There can be fear or even danger in feeling unmoored. But in most cases, you might discover that this was only a temporary sense of disorientation. It is empowering to rely on our own resources to make sense of where we are. When we let go of our well-worn paths and orienting tools, we notice new things, change our relationship to our context, and find direction from unexpected sources.
🔮📬 Postcard from the future
A ‘what if’ piece of speculative fiction about a possible future that could result from the systemic forces changing our world.
// As the automated generation of content becomes more and more pervasive, what unintended consequences might arise?
// April 2051. A person sits at a desk, wearing a headset. A light blinks on the desk. They stop bouncing a ball off the wall, click a button, and accept the call.
“Thanks for contacting Memorex Adjustments. How can we help you?
“Ah, yes, your aging Gen-X relative is having memory problems. You aren’t alone. Given the advancing age of Gen-Xers and when they started using our products, it’s becoming more and more common these days.
“Cave Johnson did some pioneering work in the 2030s generating soap operas and reality TV shows using AI and ML systems. But while the Millennials and Gen Z jumped on it instantly, it took a while for most Gen-X’ers to start using them to shape their media consumption. They resisted the siren song of having their entire media landscape custom-built to reinforce their own particular worldview, as they clung to their antiquated notions of ‘durable real experiences.’

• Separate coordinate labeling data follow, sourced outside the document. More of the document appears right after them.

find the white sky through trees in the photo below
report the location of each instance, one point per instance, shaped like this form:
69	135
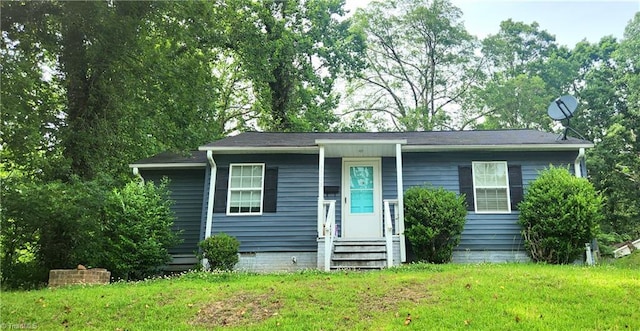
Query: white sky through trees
569	20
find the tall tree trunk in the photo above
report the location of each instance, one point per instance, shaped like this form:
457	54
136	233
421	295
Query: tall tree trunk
75	67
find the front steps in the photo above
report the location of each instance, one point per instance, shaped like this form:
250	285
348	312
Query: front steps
370	254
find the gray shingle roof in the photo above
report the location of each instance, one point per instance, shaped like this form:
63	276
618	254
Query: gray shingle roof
435	138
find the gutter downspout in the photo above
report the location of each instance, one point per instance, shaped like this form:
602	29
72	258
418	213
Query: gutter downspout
212	192
210	200
136	172
577	165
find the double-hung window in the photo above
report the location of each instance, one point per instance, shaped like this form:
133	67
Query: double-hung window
246	189
491	187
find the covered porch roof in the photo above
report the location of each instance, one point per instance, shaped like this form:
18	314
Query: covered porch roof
382	143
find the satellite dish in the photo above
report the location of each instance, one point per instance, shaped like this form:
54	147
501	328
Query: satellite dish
563	108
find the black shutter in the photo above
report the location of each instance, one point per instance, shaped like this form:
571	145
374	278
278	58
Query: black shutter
270	190
515	185
222	184
465	179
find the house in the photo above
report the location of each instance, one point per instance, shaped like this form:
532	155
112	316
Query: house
264	189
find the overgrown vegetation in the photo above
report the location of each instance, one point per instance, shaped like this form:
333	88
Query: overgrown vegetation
434	220
559	214
221	251
59	225
437	297
136	230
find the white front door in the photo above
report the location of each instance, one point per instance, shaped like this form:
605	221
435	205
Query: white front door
361	198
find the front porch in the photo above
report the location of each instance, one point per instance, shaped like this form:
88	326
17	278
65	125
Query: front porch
362	226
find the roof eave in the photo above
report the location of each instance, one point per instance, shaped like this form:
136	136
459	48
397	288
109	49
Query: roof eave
515	147
167	165
262	150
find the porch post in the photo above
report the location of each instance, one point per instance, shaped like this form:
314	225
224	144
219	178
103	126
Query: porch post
400	188
321	192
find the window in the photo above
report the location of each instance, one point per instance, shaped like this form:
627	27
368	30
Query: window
245	189
491	187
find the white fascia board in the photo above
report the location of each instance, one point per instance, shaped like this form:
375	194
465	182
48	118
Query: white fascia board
167	165
524	147
262	150
361	141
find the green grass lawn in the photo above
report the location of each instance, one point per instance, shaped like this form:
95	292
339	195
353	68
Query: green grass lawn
480	297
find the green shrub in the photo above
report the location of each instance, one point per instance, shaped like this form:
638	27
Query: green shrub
559	214
221	251
434	220
137	230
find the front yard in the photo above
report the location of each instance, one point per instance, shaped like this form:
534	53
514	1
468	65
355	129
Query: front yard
419	297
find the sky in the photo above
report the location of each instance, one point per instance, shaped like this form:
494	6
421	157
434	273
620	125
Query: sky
569	20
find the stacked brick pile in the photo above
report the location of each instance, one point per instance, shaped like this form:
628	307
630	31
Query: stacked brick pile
63	277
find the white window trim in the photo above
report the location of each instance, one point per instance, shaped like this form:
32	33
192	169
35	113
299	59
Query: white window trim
475	193
229	190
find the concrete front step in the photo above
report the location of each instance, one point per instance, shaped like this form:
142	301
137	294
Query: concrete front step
359	249
353	267
355	256
359	254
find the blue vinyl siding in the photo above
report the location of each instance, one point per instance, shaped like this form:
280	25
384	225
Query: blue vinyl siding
187	188
293	227
482	231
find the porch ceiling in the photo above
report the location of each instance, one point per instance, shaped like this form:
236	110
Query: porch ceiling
359	148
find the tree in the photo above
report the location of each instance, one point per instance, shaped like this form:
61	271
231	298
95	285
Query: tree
304	47
527	70
420	61
610	102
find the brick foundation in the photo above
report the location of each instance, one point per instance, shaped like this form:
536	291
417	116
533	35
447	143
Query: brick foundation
63	277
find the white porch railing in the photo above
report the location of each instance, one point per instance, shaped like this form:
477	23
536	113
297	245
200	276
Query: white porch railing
329	229
390	226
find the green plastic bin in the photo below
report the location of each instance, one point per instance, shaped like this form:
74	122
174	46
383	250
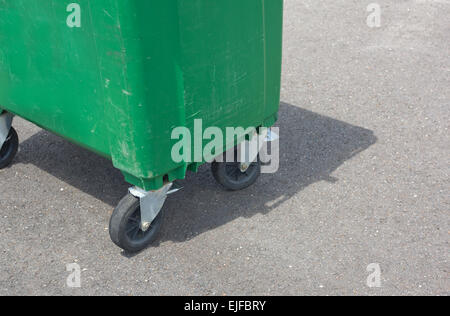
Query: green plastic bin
117	76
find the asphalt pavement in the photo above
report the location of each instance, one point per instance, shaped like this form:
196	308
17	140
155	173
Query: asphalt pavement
363	180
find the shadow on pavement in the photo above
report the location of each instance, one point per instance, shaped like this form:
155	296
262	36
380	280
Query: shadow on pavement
312	146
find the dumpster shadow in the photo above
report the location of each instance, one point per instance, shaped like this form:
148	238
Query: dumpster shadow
312	146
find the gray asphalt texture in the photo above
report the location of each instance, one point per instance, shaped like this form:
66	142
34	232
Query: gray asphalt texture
364	178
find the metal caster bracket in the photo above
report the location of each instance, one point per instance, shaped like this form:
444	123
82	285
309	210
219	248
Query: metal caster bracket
250	149
152	202
5	125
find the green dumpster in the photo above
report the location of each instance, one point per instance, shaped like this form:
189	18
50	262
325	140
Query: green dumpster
118	76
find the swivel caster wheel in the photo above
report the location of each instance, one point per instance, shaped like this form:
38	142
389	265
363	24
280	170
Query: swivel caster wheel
9	149
126	229
235	176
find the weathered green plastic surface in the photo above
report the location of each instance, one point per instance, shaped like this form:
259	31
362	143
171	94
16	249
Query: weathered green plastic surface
136	69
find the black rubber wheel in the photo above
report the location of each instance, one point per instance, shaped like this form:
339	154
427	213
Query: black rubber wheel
125	229
230	176
9	149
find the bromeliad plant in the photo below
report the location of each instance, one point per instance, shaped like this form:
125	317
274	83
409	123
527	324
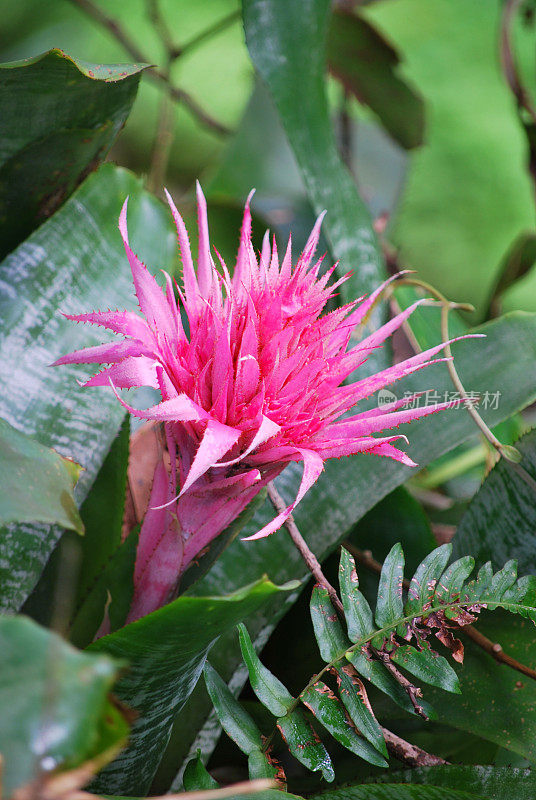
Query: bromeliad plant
361	644
251	376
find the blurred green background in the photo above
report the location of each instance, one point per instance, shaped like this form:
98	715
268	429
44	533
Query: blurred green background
456	204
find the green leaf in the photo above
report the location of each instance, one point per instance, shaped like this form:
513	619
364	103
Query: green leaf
450	583
517	262
266	686
389	605
500	521
304	744
166	651
330	713
260	766
493	783
102	511
397	792
423	584
470	207
58	118
375	672
74	262
491	362
112	591
54	700
330	636
287	44
353	696
196	776
366	64
427	666
235	721
359	619
37	484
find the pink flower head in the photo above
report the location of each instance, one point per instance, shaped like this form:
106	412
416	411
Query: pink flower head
253	383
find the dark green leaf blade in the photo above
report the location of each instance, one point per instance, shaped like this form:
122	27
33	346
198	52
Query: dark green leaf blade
112	592
375	672
330	713
74	262
331	639
196	776
266	686
166	651
102	511
427	666
261	766
304	744
423	584
500	521
450	584
353	695
58	118
359	619
37	485
497	783
34	662
366	64
235	721
389	605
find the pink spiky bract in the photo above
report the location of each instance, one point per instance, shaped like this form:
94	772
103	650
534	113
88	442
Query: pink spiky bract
257	383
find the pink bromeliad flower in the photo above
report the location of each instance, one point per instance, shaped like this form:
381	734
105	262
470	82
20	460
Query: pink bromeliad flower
254	383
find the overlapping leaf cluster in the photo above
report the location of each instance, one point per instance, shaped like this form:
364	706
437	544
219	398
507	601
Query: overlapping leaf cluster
369	645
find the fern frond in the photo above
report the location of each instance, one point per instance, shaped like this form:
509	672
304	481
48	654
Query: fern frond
379	647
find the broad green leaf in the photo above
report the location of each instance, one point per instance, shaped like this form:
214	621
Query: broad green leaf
494	783
111	594
330	713
304	744
54	700
423	584
260	766
359	618
330	636
58	118
166	651
37	483
396	792
366	64
235	721
74	262
287	44
352	695
196	776
201	565
389	605
500	521
450	583
428	666
102	511
266	686
327	520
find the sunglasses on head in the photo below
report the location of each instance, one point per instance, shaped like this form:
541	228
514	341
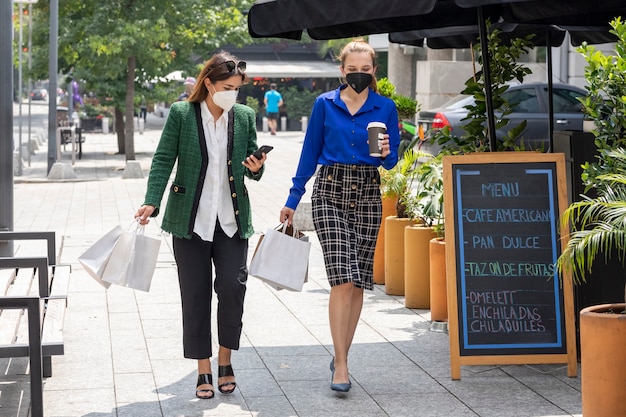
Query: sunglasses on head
231	65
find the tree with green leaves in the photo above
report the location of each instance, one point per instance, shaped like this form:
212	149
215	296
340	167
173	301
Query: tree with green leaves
504	67
118	48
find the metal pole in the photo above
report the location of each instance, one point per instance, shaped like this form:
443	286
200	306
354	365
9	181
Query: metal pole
30	66
491	123
20	90
6	123
53	70
550	92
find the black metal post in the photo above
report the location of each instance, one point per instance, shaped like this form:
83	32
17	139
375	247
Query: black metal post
550	92
6	124
53	69
484	46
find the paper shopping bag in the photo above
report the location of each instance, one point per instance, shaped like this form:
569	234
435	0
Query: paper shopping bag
281	260
133	260
96	257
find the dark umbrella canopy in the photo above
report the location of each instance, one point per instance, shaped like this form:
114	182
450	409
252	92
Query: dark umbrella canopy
544	35
331	19
464	36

“The fractured and chaotic 2040s were a landscape of climate change, insurrections, political revolution, and economic instability, along with a media ecosystem flooded by AI-generated content. This decade was the tipping point. En masse, people plugged into AI-moderated reality filters. The mildest form acted like antique network firewalls: tweaking, blocking, and adjusting incoming data streams. The most extreme were the Aperture Science cornea and eardrum replacements, which adjusted audio and visual perception in real time for the subject.

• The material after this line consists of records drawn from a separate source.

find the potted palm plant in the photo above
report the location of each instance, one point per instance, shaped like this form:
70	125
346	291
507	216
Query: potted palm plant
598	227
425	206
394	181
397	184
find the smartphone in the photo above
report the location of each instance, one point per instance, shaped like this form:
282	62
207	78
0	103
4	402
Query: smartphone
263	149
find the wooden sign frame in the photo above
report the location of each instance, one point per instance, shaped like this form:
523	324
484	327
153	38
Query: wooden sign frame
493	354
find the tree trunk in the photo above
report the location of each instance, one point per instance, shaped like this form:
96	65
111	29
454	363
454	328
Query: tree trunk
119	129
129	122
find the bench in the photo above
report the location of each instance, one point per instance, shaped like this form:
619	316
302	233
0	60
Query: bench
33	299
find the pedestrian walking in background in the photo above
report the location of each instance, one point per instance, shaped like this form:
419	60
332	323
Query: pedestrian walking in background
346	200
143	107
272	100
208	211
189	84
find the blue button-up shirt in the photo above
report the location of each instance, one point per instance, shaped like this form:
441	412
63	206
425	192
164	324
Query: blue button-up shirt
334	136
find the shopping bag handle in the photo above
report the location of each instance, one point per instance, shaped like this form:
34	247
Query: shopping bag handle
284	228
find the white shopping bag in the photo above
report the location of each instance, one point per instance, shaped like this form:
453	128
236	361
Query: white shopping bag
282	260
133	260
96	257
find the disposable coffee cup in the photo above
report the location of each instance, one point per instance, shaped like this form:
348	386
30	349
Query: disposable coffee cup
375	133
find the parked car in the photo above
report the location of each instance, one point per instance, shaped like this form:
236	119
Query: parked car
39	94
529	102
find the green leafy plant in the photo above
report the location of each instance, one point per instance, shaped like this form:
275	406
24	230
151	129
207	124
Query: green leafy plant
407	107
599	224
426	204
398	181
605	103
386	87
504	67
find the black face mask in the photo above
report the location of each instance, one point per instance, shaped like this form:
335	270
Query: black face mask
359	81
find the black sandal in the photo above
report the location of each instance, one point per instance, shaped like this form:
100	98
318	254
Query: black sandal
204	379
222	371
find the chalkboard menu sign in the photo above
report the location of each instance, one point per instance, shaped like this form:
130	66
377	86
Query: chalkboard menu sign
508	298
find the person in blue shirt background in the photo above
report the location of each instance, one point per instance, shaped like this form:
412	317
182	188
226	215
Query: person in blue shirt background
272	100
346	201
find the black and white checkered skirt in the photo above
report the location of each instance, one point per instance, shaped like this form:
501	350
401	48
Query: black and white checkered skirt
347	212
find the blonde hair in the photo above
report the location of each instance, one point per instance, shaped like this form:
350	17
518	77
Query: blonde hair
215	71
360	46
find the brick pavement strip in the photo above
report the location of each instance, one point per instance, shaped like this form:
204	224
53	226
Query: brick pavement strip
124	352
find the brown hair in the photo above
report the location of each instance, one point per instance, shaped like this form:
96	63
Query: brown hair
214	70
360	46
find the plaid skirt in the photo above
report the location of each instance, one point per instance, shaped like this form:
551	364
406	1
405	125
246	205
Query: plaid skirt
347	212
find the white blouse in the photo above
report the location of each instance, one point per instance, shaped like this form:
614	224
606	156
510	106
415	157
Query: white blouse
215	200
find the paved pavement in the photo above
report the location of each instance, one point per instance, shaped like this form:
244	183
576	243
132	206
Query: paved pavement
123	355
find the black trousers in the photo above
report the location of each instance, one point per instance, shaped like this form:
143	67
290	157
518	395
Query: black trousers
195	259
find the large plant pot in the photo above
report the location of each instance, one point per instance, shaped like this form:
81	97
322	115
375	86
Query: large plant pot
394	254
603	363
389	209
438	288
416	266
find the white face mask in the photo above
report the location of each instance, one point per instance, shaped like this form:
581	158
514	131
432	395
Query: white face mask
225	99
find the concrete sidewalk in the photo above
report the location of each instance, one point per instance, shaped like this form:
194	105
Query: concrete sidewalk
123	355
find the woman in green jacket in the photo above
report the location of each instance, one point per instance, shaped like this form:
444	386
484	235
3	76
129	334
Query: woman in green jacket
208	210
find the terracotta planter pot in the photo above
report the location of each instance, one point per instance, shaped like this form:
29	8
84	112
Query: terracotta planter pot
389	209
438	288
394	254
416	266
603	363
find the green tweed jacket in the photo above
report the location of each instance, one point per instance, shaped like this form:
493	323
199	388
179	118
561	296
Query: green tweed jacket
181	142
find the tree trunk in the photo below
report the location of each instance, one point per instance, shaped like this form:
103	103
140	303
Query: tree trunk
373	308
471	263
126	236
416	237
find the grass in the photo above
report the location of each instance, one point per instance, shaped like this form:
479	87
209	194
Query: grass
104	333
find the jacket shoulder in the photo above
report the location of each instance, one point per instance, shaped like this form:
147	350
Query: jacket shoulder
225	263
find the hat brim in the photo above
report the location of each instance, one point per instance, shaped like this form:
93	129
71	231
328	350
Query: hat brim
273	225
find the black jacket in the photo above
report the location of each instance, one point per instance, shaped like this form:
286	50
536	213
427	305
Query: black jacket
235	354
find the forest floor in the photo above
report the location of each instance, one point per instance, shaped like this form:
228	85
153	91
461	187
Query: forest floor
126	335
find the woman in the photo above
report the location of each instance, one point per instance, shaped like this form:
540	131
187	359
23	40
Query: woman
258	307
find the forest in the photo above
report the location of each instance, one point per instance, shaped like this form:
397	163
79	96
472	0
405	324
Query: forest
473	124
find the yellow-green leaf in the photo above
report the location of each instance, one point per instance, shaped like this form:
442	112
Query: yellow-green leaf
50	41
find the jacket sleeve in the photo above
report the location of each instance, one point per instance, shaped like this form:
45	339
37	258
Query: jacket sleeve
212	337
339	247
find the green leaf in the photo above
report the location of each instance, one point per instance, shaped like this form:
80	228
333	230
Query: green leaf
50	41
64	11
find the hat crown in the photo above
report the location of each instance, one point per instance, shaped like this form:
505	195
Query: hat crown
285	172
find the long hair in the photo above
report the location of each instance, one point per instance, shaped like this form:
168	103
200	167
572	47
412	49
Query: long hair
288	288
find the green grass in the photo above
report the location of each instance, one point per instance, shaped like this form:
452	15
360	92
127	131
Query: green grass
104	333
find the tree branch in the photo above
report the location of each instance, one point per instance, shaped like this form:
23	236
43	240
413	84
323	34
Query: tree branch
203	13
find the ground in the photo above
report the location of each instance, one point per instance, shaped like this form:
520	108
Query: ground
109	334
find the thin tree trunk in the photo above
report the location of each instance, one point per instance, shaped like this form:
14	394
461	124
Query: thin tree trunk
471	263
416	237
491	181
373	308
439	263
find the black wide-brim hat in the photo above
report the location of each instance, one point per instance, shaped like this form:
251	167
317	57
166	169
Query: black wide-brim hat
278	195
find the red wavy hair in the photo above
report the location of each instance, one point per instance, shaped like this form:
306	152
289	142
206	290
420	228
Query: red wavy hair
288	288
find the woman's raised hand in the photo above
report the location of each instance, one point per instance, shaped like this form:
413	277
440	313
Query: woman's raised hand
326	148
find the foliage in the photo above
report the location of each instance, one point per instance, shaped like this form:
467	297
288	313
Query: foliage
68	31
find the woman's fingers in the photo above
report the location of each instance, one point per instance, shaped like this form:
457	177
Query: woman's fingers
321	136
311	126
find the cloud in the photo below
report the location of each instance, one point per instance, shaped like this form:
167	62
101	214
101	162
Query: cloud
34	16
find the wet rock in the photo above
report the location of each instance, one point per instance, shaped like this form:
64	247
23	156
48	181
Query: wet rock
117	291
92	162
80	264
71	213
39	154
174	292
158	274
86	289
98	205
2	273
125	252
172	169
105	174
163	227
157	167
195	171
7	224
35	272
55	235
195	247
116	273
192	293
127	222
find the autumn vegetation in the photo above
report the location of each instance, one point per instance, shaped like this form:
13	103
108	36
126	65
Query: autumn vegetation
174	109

“But then the problem is that these media reality generators can degrade, creating splintered realities that in no way correspond to the real world. Without constant alignment, people no longer have shared stories. And what one person saw as the fall of the Berlin Wall was seen by someone else as the collapse of the West.
“The good news is that we at Memorex now have several ways of adjusting these content systems and the memories they created.
“The most gradual involves nudging the patient’s media model over the course of a year. Taking advantage of recent advances in memory/image replacement for trauma victims, we tweak the memory landscape into the desired alignment. A year is a long time, so we also can take a month or two to take the most compromised memories of events and turn them into a dream sequence from a movie, while substituting them with real-world events. Our team of memory storytellers, assisted by the latest GPT-24 systems, custom-tailor memories for the client.
“Our two most extreme measures are potentially much more traumatic for the patient. The first is a full-blown memory replacement, where we fabricate a whole new set of memories and then overwrite existing ones. The challenge with this approach is that some Gen-X folks still keep offline written journals, records, keepsakes, and the like. We scrub the physical environment as well, but if they do discover an older journal hidden away, it can result in full blown client psychosis.
“The final option is a hard reset of the memory and content generation systems. Gen X is the last group of folks we can actually do this on, as they grew up in an analog world. The challenge is that the patient has to acknowledge and confront the fact that their understanding of the world is false. Some folks can adjust to this, but we require a significant screening process.
“So let’s talk more about the patient and if we can help.”